Was die polnischen Partnerwerkstätten verbindet

WEMAN und WIMEX sind unterschiedliche Häuser. Der eine Betrieb steht in einer Kleinstadt im Osten. Dabei definiert er sich über einen klaren Werte-Kanon plus Spezialisierung auf eine breite Service-Palette inklusive Tachograf und Knorr-Bremse-Garantie-Pfad. Der andere ist dagegen eine vollintegrierte Service-Plattform mit eigenem Ersatzteilhandel, OKP-Prüfstelle und Auflieger-Sparte, getragen von einer Generationenübergabe. Beide Häuser teilen jedoch eines, das sie gemeinsam mit den vier 2025 zertifizierten Werkstätten ins polnische Alltrucks-Bild einfügt: einen Mehrmarken-Service-Ansatz auf Basis eines europaweit identischen Standards.

Konkret heißt das: Diagnose nach denselben Maßstäben wie in Madrid, Mailand oder München. Dazu kommen Schulungspläne, die im Audit überprüfbar sind. Außerdem versteht diese Werkstatt-Logik Lkw-Reparatur als Mehrmarken-Disziplin — nicht als Marken-Silo. Schließlich öffnet ein Beziehungsmodell zwischen Werkstatt und Hersteller Garantie-Pfade, ohne die Unabhängigkeit der freien Werkstatt aufzugeben. Genau dieses Beziehungsmodell suchen Spediteure mit gemischten Flotten — auf der Strecke zwischen Białystok und Bordeaux ebenso wie auf der Strecke zwischen Międzyrzec Podlaski und München.

Übertragbar in den Werkstattalltag

Wer die Audit-Routine im eigenen Betrieb noch nicht systematisiert hat, kann das polnische Modell als Blaupause nutzen. Zunächst läuft ein interner Vor-Audit über das Alltrucks-Team. Anschließend folgt ein unabhängiger Sachverständigen-Audit über TÜV oder eine vergleichbare Prüfinstitution. Beides planen Sie dabei im jährlichen Rhythmus. So wird aus „Audit-Vorbereitung" keine Sondersituation, sondern Werkstatt-Routine mit messbarem Effekt auf Ordnung, Schulungslage und Service-Annahme.

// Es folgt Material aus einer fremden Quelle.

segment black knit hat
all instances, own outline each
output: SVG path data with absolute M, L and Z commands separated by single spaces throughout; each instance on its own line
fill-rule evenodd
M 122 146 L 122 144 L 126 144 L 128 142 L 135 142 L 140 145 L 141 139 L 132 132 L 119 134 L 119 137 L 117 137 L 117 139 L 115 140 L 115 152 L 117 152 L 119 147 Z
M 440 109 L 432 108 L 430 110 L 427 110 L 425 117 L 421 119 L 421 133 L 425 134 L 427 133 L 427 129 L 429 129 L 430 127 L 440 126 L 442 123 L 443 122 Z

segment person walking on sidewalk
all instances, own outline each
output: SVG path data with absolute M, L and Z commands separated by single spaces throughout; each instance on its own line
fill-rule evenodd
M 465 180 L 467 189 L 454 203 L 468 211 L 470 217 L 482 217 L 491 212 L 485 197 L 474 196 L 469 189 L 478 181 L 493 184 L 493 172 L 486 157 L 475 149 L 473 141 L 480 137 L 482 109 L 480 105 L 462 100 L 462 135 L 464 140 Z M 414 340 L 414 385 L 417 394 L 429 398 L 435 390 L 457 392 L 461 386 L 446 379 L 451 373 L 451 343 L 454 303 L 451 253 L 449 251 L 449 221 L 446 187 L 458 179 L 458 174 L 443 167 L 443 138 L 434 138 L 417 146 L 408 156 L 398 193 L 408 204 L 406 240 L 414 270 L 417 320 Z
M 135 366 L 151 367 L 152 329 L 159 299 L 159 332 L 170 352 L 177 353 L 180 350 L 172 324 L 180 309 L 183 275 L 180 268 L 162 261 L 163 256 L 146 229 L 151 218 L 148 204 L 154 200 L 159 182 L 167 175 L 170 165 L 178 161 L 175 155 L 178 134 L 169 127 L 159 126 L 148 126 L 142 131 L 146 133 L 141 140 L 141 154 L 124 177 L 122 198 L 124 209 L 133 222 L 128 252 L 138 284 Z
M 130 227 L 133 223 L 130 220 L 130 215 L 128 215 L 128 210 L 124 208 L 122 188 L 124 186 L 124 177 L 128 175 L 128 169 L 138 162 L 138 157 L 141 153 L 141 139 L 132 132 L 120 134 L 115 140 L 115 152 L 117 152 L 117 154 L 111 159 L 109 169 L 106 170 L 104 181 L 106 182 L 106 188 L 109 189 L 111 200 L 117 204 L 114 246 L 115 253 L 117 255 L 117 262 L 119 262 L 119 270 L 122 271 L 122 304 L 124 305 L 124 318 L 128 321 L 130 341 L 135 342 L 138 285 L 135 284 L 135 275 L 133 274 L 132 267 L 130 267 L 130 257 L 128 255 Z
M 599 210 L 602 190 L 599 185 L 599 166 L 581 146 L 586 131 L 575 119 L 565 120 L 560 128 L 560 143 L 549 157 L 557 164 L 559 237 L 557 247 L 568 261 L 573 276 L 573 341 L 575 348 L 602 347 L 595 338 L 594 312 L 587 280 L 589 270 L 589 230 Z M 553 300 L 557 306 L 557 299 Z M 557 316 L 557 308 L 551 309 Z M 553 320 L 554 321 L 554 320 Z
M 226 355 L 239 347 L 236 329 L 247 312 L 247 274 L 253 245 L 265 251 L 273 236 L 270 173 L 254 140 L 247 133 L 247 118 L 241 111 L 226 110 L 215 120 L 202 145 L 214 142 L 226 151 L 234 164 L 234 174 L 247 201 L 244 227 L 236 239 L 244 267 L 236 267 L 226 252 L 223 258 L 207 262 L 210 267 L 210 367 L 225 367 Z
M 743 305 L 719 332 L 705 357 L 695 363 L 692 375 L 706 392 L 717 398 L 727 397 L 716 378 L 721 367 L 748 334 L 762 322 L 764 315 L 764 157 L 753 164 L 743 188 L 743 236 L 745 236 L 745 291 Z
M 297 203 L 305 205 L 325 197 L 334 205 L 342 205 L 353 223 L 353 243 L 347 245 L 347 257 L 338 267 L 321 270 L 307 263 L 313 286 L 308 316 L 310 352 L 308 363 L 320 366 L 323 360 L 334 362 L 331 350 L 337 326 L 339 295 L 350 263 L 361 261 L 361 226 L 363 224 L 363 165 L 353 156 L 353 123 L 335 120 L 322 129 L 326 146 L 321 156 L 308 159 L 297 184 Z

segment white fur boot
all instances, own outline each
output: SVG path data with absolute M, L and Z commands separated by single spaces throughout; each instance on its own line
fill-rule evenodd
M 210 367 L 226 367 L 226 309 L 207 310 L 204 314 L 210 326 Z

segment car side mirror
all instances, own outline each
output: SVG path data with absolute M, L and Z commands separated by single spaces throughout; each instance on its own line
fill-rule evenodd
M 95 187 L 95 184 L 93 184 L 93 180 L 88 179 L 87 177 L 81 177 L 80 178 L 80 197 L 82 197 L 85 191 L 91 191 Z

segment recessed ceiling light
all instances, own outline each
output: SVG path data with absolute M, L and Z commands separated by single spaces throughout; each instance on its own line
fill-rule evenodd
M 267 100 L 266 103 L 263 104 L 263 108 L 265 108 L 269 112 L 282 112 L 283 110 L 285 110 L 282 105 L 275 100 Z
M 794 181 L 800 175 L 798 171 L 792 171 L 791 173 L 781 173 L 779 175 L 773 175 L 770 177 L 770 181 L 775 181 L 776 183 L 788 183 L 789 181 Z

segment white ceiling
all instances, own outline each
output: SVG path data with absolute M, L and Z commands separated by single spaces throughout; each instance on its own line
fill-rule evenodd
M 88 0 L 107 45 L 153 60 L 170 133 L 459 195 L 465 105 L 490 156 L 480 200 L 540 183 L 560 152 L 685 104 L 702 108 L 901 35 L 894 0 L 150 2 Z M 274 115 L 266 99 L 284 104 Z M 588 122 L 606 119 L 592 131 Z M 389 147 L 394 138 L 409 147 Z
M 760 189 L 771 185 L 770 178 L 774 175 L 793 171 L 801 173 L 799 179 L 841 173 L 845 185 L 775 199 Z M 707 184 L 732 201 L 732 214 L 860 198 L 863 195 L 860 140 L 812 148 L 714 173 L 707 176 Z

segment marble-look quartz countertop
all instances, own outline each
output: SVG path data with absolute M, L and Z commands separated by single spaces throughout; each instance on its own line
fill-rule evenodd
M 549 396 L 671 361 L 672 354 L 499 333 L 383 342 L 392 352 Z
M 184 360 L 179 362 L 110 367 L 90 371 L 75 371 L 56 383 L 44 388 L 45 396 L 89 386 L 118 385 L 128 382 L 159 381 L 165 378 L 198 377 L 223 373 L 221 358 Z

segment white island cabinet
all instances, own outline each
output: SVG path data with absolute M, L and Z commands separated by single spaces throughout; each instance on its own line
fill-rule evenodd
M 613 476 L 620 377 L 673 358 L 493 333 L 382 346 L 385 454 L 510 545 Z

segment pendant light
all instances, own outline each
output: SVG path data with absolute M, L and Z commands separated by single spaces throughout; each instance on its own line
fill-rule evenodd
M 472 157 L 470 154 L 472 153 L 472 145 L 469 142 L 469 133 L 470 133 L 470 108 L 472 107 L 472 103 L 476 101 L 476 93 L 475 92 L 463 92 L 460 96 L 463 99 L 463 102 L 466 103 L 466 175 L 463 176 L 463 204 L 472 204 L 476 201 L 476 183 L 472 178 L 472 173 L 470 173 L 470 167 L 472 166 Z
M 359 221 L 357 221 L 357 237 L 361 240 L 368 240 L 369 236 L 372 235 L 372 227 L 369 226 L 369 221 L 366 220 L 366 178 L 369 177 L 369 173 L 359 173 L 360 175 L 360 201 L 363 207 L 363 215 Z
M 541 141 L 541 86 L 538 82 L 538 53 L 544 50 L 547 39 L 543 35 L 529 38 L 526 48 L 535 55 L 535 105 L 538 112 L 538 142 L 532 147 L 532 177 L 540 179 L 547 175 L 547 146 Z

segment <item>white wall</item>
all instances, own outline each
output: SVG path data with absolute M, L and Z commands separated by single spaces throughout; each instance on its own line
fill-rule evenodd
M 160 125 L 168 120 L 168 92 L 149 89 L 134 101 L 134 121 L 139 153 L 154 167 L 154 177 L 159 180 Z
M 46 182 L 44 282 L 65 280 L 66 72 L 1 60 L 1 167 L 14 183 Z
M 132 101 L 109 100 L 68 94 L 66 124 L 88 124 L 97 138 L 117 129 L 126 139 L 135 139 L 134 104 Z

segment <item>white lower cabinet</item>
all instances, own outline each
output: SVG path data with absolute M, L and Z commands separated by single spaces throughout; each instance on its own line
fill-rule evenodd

Ausblick: weitere Audit-Runden, weitere Portraits

Drei weitere Partnerwerkstätten holen in den kommenden Monaten ihre offenen Schulungsmodule nach und steigen 2026 in die zweite Welle ein. Parallel dazu bereitet sich WEMAN auf den nächsten Audit, die Knorr-Bremse-Garantie-Zertifizierung und neue OE-Verträge mit Aufliegerherstellern vor — Bausteine, die in den kommenden Berichten konkret werden. WIMEX steht zudem in der Übergabe-Phase zur nächsten Generation, ohne dabei den Service-Anspruch zurückzufahren.

Aus Sicht von Alltrucks Polen 2025 bleibt vor allem ein Bild: Ein europäisches Mehrmarken-Werkstattnetzwerk lebt von Familienbetrieben, die einen gemeinsamen Standard auf ihre eigene Weise füllen. Międzyrzec Podlaski füllt ihn mit Werte-Kanon und Spezialisierung. Białystok dagegen mit Generationenübergabe und integrierter Service-Plattform. Beide Häuser zeigen — neben den vier zertifizierten Betrieben — was Alltrucks Qualität konkret heißt.

Was Werkstätten aus den Erfahrungen mitnehmen können:
  • Audit als Routine etablieren. Die zweistufige Logik — interner Audit plus unabhängiger Sachverständiger — schafft Vergleichbarkeit über Landesgrenzen hinweg und reduziert das Audit-Erlebnis somit vom Sonderprojekt zur Werkstatt-Routine.
  • Werte explizit machen. WEMAN zitiert seine Mission im Wortlaut und nutzt sie zudem als Filter für Lieferanten, Schulungen und neue Geschäftsfelder. Eine geschriebene Werkstatt-Mission ist also mehr als Marketing.
  • Generationenübergabe planen. WIMEX zeigt, wie eine Übergabe vom Gründer an die nächste Generation laufen kann, ohne dass Service-Anspruch oder Kunden-Beziehungen darunter leiden. Das ist auch in DACH ein zentrales Thema.
  • Integrierte Service-Plattform prüfen. Lkw-Service, Ersatzteilhandel, Pflicht-Hauptuntersuchung und Auflieger-Vertrieb in einem Haus — wo die Marktnähe stimmt, ist das ein robustes Geschäftsmodell.
  • Mehrmarken als Standard. Polnische Partnerwerkstätten machen es sichtbar: Mehrmarken-Service ist das tragende Argument im freien Lkw-Service-Markt.